The only problem is that Abbie’s husband is played by Travolta and he’s not happy. With the cops offering no help, he goes all John Wick on Ohio’s gangster underbelly. This includes a ridiculous scene where he smashes through his closet to reveal his secret stash of guns and passports and an even sillier reveal of his best buddy Dennis (Christopher Meloni) harboring a massive weapons stash underneath his barber shop operation. Together, they’ll hunt down hoodlums and corrupt cops that target them and their families, all leading up to a showdown at the governor’s estate. These are not spoilers, especially if you’re familiar enough with these types of movies that you can almost piece it all together before the end of the first act. And if you don’t, fear not; the movie will slow down and flashback just in case you missed something.
There are so many cliches laced into this tired premise that it’s almost cute how earnest the picture is with this staging. Consider Travolta’s first act of going out on the hunt into a dive bar. Of course, he wears a black hoodie with the hood over his face to conceal himself. Note to young gangsters; if you ever see an old man in a hoodie, run for your life as he’s probably trying to kill you. I would love to see the scene of Travolta’s character actually going to buy one of these. There’s also the essential scene where a crime boss hears of Travolta and Meloni’s murdering of gangsters and, after severing a finger from one of his cohorts, orders that he wants these two men dead, including their family and dogs. Always with the dogs, even though there are no dogs present in this movie, missing a moment of comedy where they could leave a severed dog head in Travolta’s bed.
And in case you think I’m making too light of this action picture, consider the goofball antics of Travolta and Meloni which are so bonkers they feel like scenes from another movie. They’re running bit is that Meloni always shows up before Travolta is about to make a kill and steals it from him. I guess the director thought it would add some levity to them bickering about a kill, but it only strengthens the argument that this movie is never taking itself seriously in a picture that can’t decide if it’s Death Wish or Death Wish 3.
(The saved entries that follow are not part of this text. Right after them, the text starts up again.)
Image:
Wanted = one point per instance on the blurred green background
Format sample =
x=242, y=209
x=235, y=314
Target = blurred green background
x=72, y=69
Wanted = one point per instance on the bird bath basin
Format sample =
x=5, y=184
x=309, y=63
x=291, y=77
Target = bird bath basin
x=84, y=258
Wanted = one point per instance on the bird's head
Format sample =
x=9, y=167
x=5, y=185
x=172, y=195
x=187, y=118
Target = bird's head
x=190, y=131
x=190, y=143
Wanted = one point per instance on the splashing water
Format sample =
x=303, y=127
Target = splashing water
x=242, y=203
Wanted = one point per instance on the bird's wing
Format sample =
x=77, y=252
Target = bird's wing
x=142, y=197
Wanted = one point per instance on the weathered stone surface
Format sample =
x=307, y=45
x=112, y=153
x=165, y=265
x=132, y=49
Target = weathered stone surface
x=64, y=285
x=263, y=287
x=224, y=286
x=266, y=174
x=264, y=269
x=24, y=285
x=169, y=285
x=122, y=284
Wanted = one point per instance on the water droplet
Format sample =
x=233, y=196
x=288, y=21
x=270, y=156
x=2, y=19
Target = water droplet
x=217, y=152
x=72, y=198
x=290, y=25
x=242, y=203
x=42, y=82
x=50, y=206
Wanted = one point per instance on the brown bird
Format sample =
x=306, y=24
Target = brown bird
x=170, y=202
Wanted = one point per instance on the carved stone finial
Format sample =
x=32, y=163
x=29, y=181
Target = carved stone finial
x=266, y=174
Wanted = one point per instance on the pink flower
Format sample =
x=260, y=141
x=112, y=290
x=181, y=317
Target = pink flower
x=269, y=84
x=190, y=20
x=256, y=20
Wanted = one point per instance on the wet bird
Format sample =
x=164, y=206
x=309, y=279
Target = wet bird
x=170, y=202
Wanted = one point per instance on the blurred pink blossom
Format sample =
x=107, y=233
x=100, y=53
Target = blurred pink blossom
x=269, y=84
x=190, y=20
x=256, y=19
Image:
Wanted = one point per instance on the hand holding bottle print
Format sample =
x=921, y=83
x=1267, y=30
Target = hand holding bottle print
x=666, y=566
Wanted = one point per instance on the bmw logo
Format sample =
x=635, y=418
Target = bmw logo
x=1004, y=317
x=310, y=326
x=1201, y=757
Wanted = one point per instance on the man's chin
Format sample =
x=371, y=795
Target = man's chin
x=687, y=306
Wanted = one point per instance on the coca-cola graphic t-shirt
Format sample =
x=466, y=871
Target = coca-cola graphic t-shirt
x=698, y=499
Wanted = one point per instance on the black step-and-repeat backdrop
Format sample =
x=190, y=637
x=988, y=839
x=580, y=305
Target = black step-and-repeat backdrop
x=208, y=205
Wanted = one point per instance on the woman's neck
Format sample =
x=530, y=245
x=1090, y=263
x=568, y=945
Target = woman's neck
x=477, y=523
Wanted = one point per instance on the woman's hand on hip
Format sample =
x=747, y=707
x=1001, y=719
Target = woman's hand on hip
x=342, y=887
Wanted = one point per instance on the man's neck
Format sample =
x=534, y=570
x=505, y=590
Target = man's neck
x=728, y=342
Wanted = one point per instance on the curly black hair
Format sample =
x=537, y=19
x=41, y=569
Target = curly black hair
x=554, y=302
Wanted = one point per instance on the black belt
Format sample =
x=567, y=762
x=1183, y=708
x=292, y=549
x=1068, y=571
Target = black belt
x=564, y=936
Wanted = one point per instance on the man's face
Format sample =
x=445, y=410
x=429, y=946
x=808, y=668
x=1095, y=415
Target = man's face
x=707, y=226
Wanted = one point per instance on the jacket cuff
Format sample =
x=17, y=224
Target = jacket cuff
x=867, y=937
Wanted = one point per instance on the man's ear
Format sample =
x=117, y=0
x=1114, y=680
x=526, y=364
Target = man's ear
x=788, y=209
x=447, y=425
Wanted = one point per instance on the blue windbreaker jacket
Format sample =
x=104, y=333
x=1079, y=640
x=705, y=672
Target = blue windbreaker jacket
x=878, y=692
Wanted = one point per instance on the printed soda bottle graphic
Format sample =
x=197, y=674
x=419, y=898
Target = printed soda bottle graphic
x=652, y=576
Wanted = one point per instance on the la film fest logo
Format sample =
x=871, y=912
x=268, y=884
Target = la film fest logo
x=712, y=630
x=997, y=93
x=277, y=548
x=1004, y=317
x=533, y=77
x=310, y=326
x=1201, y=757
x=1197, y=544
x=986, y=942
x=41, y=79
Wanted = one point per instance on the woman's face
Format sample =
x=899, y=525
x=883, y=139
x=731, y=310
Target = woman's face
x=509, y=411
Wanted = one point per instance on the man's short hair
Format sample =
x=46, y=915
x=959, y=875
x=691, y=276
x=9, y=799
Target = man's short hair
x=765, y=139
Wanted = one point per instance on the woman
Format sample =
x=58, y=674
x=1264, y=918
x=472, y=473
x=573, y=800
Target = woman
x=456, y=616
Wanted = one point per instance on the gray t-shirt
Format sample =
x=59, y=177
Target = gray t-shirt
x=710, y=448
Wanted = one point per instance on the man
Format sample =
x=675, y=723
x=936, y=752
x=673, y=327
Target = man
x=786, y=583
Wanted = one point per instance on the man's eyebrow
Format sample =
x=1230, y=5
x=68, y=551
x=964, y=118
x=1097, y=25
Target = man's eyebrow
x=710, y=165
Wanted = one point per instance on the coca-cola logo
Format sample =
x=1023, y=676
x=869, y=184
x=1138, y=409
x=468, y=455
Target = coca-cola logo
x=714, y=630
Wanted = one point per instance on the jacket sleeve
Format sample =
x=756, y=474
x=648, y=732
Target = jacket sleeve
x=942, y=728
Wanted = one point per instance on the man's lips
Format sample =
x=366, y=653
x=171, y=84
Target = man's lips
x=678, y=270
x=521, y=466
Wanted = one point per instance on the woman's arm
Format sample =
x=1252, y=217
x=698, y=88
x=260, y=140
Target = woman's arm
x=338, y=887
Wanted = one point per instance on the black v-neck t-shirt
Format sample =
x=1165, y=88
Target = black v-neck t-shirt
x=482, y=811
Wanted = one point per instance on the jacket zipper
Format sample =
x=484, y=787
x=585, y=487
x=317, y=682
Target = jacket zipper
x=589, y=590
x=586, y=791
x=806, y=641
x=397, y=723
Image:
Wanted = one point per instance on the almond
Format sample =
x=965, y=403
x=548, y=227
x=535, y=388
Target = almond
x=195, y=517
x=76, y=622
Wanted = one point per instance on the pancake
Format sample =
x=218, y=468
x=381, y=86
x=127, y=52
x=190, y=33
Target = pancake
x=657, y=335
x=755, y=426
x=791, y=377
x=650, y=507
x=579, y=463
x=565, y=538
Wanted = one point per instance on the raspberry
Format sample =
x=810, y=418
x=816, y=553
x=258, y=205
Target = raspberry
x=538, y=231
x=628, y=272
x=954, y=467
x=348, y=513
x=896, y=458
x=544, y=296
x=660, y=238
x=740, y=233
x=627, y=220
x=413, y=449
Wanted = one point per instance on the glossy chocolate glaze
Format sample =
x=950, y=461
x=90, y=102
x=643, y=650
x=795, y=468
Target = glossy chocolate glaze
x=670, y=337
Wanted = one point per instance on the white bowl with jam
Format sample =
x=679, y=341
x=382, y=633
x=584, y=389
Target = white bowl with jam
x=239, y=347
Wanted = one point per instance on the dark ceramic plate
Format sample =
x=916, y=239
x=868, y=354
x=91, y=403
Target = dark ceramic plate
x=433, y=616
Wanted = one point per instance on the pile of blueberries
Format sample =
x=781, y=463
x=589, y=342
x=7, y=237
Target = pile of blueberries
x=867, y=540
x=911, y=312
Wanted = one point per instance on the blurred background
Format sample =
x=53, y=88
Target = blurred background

I am Wrath almost reaches levels of being so bad its good, to the point of the title referring to a Bible verse that Travolta quotes unironically in the film’s ludicrously violent climax. It’s a film you could see as a parody trailer but never a full movie, as the sillier moments of action never sync up with the more emotional ones of Travolta mourning his wife. It’s a lame premise doomed to evaporate from the mind, but I at least had one or two chuckles against the film’s obliviousness to its overused elements, a minor pleasure before the movie turns to vapor.